Taiwan’s inflation cooled further at the start of the year, underscoring muted price pressures and giving the central bank room to remain patient as domestic demand holds steady.
The consumer price index (CPI) edged up 0.69 percent last month from a year earlier, marking the ninth straight month it stayed below the 2 percent alert threshold and the slowest pace in nearly five years, the Directorate-General of Budget, Accounting and Statistics (DGBAS) said yesterday.
“The softer January reading was largely due to base effects,” DGBAS official Tsao Chih-hung (曹志弘) told a news conference in Taipei.
Photo: CNA
Last year’s Lunar New Year holiday fell in January, pushing up prices for certain goods and services, and inflating the comparison base, he said.

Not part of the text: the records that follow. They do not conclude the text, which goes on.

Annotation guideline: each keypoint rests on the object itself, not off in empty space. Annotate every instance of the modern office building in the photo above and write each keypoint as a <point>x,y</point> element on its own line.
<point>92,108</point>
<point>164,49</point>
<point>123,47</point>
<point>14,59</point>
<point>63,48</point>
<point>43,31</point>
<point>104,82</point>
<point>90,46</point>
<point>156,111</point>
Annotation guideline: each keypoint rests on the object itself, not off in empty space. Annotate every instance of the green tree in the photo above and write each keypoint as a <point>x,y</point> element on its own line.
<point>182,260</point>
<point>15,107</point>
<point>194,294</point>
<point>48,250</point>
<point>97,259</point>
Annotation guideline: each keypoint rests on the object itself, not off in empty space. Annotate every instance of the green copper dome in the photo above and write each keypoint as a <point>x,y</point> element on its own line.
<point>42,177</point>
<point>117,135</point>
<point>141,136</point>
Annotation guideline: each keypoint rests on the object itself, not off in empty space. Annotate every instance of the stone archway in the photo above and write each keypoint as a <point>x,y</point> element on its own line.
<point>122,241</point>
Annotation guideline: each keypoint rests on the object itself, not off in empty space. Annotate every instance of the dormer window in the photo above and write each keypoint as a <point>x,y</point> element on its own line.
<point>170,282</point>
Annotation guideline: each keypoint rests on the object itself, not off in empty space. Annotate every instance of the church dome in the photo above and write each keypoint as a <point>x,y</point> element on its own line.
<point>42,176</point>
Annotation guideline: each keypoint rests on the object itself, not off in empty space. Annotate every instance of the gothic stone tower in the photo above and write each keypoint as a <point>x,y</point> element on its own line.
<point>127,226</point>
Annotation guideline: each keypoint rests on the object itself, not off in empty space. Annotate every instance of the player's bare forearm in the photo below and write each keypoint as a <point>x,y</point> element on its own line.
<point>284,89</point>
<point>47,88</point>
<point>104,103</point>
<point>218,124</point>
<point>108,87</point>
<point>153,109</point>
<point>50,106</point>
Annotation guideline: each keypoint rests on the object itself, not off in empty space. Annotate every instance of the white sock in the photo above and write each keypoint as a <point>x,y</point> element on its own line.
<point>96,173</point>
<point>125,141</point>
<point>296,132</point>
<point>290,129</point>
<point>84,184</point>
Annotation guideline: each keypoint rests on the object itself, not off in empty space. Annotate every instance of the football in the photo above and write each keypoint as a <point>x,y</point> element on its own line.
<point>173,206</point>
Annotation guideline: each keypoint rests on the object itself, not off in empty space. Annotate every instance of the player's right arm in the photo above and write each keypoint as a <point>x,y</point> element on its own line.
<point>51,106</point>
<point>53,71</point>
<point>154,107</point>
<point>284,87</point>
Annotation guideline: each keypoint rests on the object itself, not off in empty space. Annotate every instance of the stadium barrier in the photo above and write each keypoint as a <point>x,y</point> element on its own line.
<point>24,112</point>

The agency expects inflation to edge back toward 2 percent this month, as the Lunar New Year holiday — running from Saturday next week to Feb. 22 — drives seasonal price increases at restaurants, hotels and recreational venues.
Even so, overall price conditions are likely to remain stable, the agency said.
Core inflation — which excludes volatile food and energy prices, and is seen as a better gauge of underlying price trends — rose 1.24 percent year-on-year, also comfortably below the 2 percent level.
Among the seven major CPI categories, miscellaneous items posted the largest annual increase at 1.99 percent, driven mainly by rising international gold prices.
Prices of personal items such as gold ornaments and jewelry surged 17.22 percent from a year earlier, Tsao said.
Housing-related costs rose 1.82 percent year-on-year, supported by a 1.99 percent increase in rent — the first time in nearly two-and-a-half years that rent inflation slipped below 2 percent.
Tsao attributed the moderation to easing increases in housing repair costs and a decline in the housing price index tracked by the Ministry of the Interior.
Still, households continued to feel pressure from the prices of daily necessities.
The prices of major staples rose 3.12 percent from a year earlier, the fastest pace in nearly two years, as egg prices jumped 18.31 percent and dining-out costs increased 3.08 percent, DGBAS data showed.
Falling prices for domestically produced goods — down 3.06 percent from a year earlier — should help ease cost pressures for restaurants, potentially pulling dining inflation below 3 percent in the coming months, Tsao said.
Meanwhile, the producer price index fell 2.01 percent last month from a year earlier, dragged by lower prices for agricultural products, petroleum and coal products, gas, chemicals and pharmaceuticals.
However, gains in electrical equipment, computers, electronic products and optical instruments offset part of the decline, the agency said.